When Sarah arrives unbidden an hour after the mailman, Rannie makes her leave her "bag of tricks" on the porch. From Sarah's perspective, she is saddened by Rannie's refusal to embrace less traditional remedies. Yet, there was something heartening about how "the young always grow up hoping. It did take a long time to finally realize that you could only depend on those who would come." Finally, Sarah reveals the truth of the matter: When the mailman said he would fetch the doctor, all he meant was that he would fetch Sarah. She explains to Rannie that she heard the mailman call for her when he passed her house. At this point, Rannie finally comes to the terrible realization that the doctor isn't coming.
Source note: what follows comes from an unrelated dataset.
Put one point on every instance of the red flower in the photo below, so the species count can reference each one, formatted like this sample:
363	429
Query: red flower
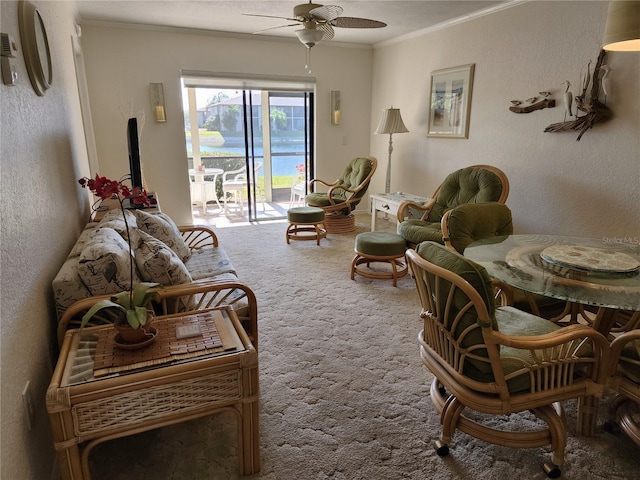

As Sarah examines the baby, Rannie is suddenly tormented by guilt. She feels deeply ashamed and unwise to have trusted anybody but Sarah to help Snooks. Her calm, hopeful confidence in white medicine is replaced entirely by a zealot's faith in the very "witchcraft" she had dismissed only moments earlier. Meanwhile, Sarah's prognosis is grim. There is one remedy she might try, but it requires a "strong stomach," she says. It is not Snooks, however, who requires the strong stomach, for he won't know what he's drinking. It is Rannie who needs it in order to procure the remedy in question: "strong horse tea."

Upon hearing the words, Rannie immediately walks out into the rain into the field where she finds a "lone grey mare." Rannie waits for an hour in the rain, fearful of being struck by lightning, until finally, the mare begins to urinate. Realizing she forgot to bring a jar, Rannie takes off her shoe and tries to collect the urine in it. Unfortunately, lightning strikes nearby, setting the mare off running. Rannie chases the mare, holding out her shoe and hoping to catch as much of the "tea" as she can. Meanwhile, back at the house, Sarah observes that Snooks is no longer breathing.

Back in the field, the horse finishes and then kicks Rannie to the ground. She manages to keep the tea, now mixed with rainwater, from splashing out of the shoe, but unfortunately, the shoe now has a leak. Rannie sees no other option than to let the tea drip into her mouth, where she will hold it and eventually deliver it to her son, whom she doesn't realize is already dead.



"Strong Horse Tea" is a tale of monumental tragedy, made even more upsetting by the story's absurd climax.